Nel 1931, il Gran Muftì sostiene la nascita del Partito Arabo per
l'Indipendenza, uno schieramento che reclama a gran voce l'unione
politico-religiosa tra Palestina e Siria, regione posta sotto mandato
francese. Nel 1933, dopo la salita al potere di Hitler in Germania,
Husseini confida ai suoi discepoli e collaboratori di "intravedere un
nuovo, radioso futuro", e predice "l'avvento di una nuova era di
libertà
per i musulmani di tutto il mondo". Galvanizzato dai risultati delle
repressioni antiebraiche messe in atto dai nazisti, il Gran Muftì, che
ormai si avvale di un folto seguito di seguaci, scatena nuove rivolte a
Jaffa, Haifa e Nablus.
Il 21 Luglio 1934, il Muftì di Gerusalemme compie il passo
decisivo.
Con lo scopo di stabilire uno stretto rapporto di cooperazione con il
nazismo, si reca in visita al nuovo console generale tedesco di
Palestina, Döhle. Nel corso dell'incontro, che verrà definito "molto
cordiale e proficuo", Husseini conferma il suo incondizionato sostegno
alla Germania di Hitler, domandando al diplomatico "fino a che punto il
Terzo Reich fosse disposto a sostenere il movimento arabo contro gli
ebrei". Ricevute soltanto vaghe assicurazioni in proposito, nel 1936,
Amin al Husseini invia alcuni suoi collaboratori a Berlino per
"intraprendere amichevoli contatti con i capi del movimento nazista".
E
nel contempo, in Palestina, proclama la lotta armata contro le comunità
ebraiche e le forze di occupazione inglesi, affidando il compito di
dirigere la rivolta a Fawzi el Kawakij. Quest'ultimo, nel 1941, sosterrà
assieme allo stesso Muftì il fallito colpo di stato anti-inglese del
leader nazionalista iracheno Rashid Alì, e, successivamente, nel 1948,
guiderà le truppe arabe irregolari contro il neonato stato di Israele.
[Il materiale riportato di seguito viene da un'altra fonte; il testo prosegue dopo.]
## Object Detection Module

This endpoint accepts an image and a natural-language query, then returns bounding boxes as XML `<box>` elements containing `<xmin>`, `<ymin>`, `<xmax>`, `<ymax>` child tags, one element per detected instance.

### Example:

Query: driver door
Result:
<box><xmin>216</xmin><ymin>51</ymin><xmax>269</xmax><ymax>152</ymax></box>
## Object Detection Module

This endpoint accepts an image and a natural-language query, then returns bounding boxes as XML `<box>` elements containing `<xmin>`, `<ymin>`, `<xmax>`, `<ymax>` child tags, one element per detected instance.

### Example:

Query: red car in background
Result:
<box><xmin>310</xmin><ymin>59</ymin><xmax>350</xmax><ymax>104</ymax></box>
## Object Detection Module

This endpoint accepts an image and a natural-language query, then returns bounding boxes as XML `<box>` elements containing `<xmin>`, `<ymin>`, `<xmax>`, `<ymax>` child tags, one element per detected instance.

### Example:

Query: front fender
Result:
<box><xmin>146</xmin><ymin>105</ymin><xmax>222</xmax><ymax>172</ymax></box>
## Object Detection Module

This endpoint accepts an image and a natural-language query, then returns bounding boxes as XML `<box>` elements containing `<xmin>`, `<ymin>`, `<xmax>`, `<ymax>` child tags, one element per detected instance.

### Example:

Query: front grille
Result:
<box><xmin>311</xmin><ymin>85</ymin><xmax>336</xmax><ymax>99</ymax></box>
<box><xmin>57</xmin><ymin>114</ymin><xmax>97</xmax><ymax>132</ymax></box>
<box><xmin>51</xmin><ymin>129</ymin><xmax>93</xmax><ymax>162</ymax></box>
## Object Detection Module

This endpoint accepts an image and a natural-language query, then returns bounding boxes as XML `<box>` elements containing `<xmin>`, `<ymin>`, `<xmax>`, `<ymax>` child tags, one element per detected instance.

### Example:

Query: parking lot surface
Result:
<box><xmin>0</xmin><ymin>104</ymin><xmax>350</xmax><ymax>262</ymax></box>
In occasione dei disordini del 1936, Husseini incita i musulmani
fondamentalisti ad attaccare anche le fazioni moderate islamiche,
causando (secondo fonti britanniche) non meno di 4.000 morti.
Informati della rivolta dal console tedesco, il ministero degli
Esteri e i vertici delle Waffen SS, iniziano a prestare maggiore
attenzione all'attività del Muftì e dei suoi seguaci, pur mantenendo nei
confronti del mondo islamico un atteggiamento di sostanziale diffidenza.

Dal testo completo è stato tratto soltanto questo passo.